Probably no. When we talk about emission reduction, sustainable resource/equipment procurement, process optimization, and human behavior change are the 3 standard practices. For businesses, the cost of an internal emission reduction plan is usually higher than the cost of voluntary carbon credit procurements. Suppose we encourage using carbon credits as substitutes for the internal reduction plan. In that case, it will slow down the progress of the net-zero transition of equipment improvements and process optimization.
Unlike individuals, business activities are often predictable and have clear profit goals. In addition, they are the process of serving an individual purpose. From a traditional perspective, businesses like governments hold great financial power to drive meaningful change. However, without individual market demands, businesses will not exist long term. To address climate change, we must ensure that people who benefit from these activities are responsible for their external costs.
So, should we forbid businesses to stop using voluntary carbon credits? Not really.
Carbon credits are helpful. They channel funding to projects that could reduce or remove GHG emissions using scientific methodology at a lower cost.
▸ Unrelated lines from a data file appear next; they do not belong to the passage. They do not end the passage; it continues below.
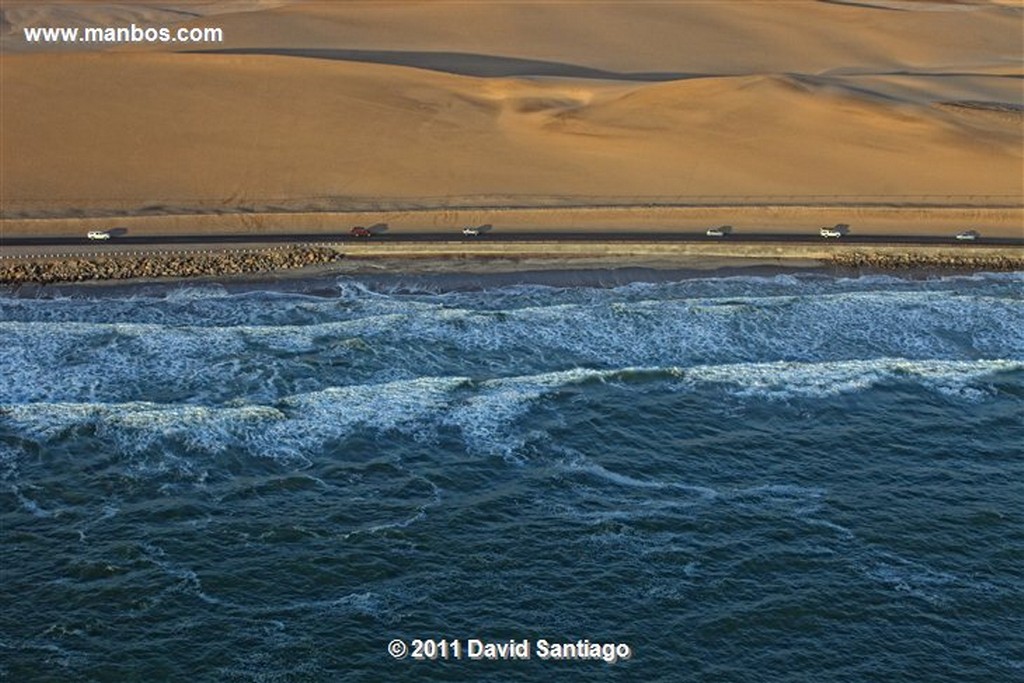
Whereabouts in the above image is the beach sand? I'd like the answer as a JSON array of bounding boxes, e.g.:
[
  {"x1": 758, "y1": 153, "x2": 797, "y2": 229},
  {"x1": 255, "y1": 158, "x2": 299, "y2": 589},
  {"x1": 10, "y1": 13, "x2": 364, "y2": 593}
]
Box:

However, we should encourage more enterprises to emphasize their efforts on internal emission reduction plans as much as possible and neutralize residual emissions with carbon credits.
As you can tell, even when companies claim they have net-zero GHG emission impacts, their method of achieving the goal is totally different. Accordingly, to avoid misleading information, people give 2 definitions to describe the 2 corporate climate actions as follows:
- Carbon Neutral: A business purchases enough carbon credits, regardless of reduction or removal, to offset its annual emissions. It requires relatively low effort.
- Net Zero: A business commits to reducing its emissions as much as possible with the limited use of carbon credits. It requires relatively high effort.